2.How the private banks’ note issuance affected the monetary policy of the monetary authority in practice.

There was a hierarchy of money. The Riksbank’s notes served as base money, being utilized as reserves by the banking system. The ULB notes were bank money largely in the same manner as deposits both then and today. They were issued on the basis of the Riksbank’s issuance of notes and not utilized as reserves by other commercial banks (ULBs or LLBs). Contrary to making the Riksbank’s monetary policy inefficient, as was argued by policymakers and central bank representatives, the ULBs’ note issuance followed suit and amplified the effects of it, hence speeding up the effects of the monetary policy.

The actual change brought by the ending of the ULBs’ note issuance was cosmetic, as the change only made the private banks change from issuing one form of bank money for another by substituting the issuance of deposits for notes.

3.What the authorities, especially the monetary authority, thought would be the consequences of ending the private banks’ note issuance.

The policy employed by the Riksbank at the ending of the private banks’ note issuance was to replace the ULB notes with Riksbank notes. The Riksbank issued the same amount in the same denominations as what had been circulated by the ULBs because it feared a lack of liquidity due to the ending of ULB note issuance.

As a consequence, between the years 1900 and 1903 the Riksbank more than tripled its issuance of banknotes. But as policymakers had not grasped the different roles between the Riksbank notes as base money and the previously circulating ULB notes as bank money, the Riksbank notes ended up as reserves held by the commercial banks instead of circulating as liquidity among the public as the former ULB notes had.

4. The consequences these policies had in practice for the central bank, the banking system, the credit market and the economy in general in terms of increasing or decreasing stability.

First, the Riksbank, tied by the gold standard, initially funded this increase of base money issuance by accepting a decreasing reserve coverage, and then by getting access to foreign funds as capital was imported by the National Debt Office, leading to a deterioration in the Riksbank’s balance sheet and increasing Sweden’s foreign debt.

Second, from 1895 until 1907 the number of commercial banks almost doubled (from 43 to 83), due to an economic boom when demand for credit was high and commercial banks were competing for market shares.

Consequently, the commercial banks did not sterilize this flood of base money by increasing their reserve ratio; instead, the swelling reserves were transmitted into an expansion of commercial bank lending serving to increase the ongoing boom even further.

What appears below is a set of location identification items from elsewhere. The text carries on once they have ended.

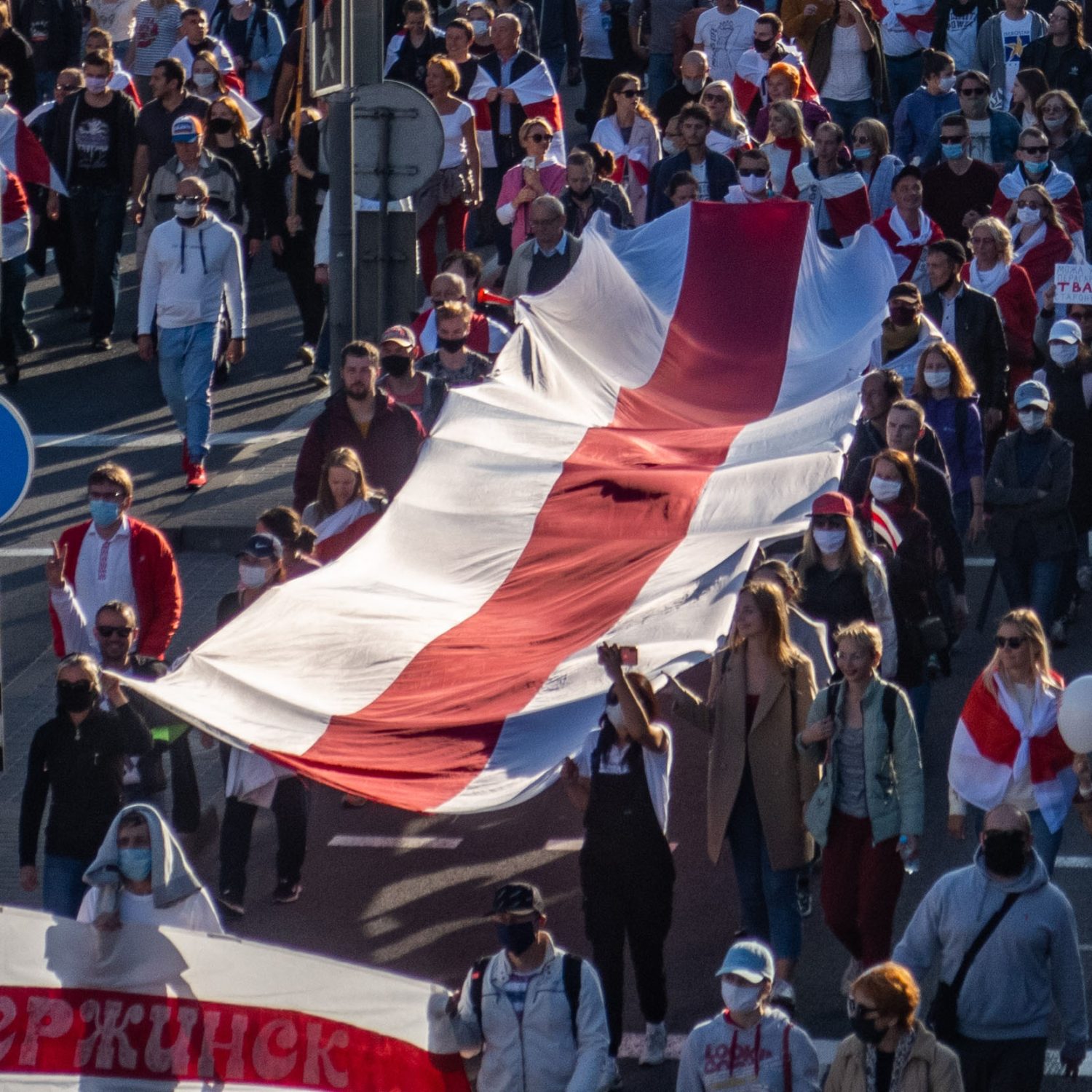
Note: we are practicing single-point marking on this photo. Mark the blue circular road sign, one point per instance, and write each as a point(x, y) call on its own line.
point(17, 458)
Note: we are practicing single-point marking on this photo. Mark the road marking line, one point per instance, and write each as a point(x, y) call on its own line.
point(1074, 863)
point(151, 440)
point(633, 1042)
point(402, 842)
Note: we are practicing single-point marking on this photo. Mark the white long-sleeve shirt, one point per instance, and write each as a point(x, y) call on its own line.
point(187, 273)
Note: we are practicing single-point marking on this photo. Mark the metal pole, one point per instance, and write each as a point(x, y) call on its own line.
point(365, 45)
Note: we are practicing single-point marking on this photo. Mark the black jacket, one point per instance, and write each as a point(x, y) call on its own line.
point(82, 768)
point(1066, 69)
point(983, 10)
point(935, 502)
point(980, 338)
point(63, 138)
point(17, 55)
point(61, 45)
point(1031, 520)
point(720, 173)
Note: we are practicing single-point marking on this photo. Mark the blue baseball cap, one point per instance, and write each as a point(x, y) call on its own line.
point(751, 960)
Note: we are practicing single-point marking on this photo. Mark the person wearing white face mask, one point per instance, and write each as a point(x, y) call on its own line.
point(840, 580)
point(251, 781)
point(95, 140)
point(1068, 377)
point(757, 1048)
point(1029, 484)
point(620, 782)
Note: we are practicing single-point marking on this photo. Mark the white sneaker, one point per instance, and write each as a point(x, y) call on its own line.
point(655, 1044)
point(851, 974)
point(612, 1076)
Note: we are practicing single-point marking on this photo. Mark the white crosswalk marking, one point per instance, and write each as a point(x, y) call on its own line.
point(399, 842)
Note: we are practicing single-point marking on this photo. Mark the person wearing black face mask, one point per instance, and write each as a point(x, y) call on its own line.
point(1028, 963)
point(76, 758)
point(452, 364)
point(886, 1041)
point(531, 1008)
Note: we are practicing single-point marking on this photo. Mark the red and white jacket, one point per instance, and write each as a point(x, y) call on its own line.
point(15, 216)
point(996, 749)
point(155, 582)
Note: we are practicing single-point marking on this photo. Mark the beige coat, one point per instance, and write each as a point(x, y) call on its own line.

This was amplified as the ending of the ULBs’ note issuance relieved the ULBs from holding gold reserves as legal reserves, shrinking from 9.5 MSEK in 1898 to only 0.25 MSEK in 1903.

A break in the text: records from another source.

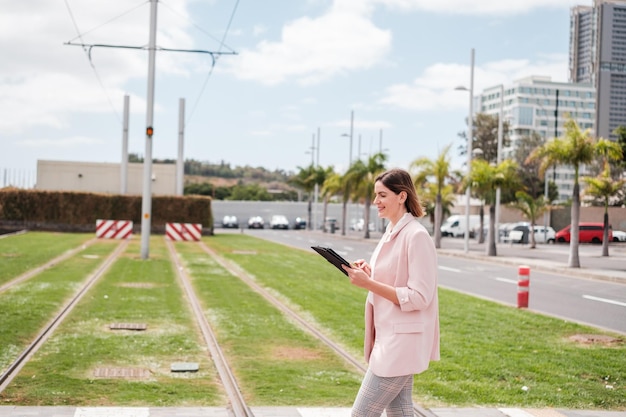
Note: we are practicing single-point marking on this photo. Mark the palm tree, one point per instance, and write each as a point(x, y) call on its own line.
point(485, 179)
point(604, 187)
point(428, 197)
point(531, 208)
point(361, 177)
point(437, 172)
point(306, 178)
point(576, 148)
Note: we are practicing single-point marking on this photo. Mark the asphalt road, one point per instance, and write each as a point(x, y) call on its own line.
point(582, 295)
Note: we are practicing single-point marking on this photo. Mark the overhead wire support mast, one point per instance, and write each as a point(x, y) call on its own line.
point(146, 202)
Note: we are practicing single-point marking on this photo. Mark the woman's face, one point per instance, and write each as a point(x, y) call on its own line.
point(389, 204)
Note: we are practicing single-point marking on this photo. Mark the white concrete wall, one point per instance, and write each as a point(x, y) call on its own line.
point(103, 177)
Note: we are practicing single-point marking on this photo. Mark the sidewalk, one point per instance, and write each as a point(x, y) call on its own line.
point(549, 258)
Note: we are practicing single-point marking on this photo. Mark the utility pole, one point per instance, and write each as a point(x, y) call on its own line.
point(146, 202)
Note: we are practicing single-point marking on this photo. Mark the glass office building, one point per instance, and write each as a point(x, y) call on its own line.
point(537, 104)
point(597, 55)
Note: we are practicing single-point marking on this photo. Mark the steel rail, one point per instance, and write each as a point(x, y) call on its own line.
point(237, 271)
point(31, 273)
point(237, 402)
point(14, 368)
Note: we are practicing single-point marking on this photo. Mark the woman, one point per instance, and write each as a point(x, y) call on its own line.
point(401, 311)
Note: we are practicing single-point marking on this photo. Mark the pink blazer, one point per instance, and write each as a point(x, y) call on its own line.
point(402, 340)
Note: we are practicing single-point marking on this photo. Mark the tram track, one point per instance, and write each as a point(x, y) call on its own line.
point(14, 368)
point(237, 402)
point(240, 273)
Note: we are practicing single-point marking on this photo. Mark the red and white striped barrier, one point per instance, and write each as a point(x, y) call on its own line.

The action taken by the Riksbank to mitigate the believed lack of liquidity due to the ending of the ULBs’ banknotes led to a direct, and almost linear, upsurge in the broad money supply and in bank credit, which was not intended nor in line with economic fundamentals but further fed the boom, which was one of the reasons behind the severity of the 1907 crisis.

Conclusions

This paper argues that this does not take into account the fact that there is a hierarchical difference between money issued by the monetary authority and private commercial banks. In particular, the fact that, unlike commercial bank issued money, central bank-issued money is potential bank reserves.

The policy lesson from Sweden’s history is that once issued, a claim on the central bank per definition is ‘potential bank reserves’ and may well come to serve as such, regardless of the intention of the monetary authority.

1 - ‘Replacing bank money with base money: Lessons for CBDCs from the ending of private banknotes in Sweden’. Uppsala Papers in Economic History 2022/03. Anders Ögren. Department of Economic History, Uppsala University.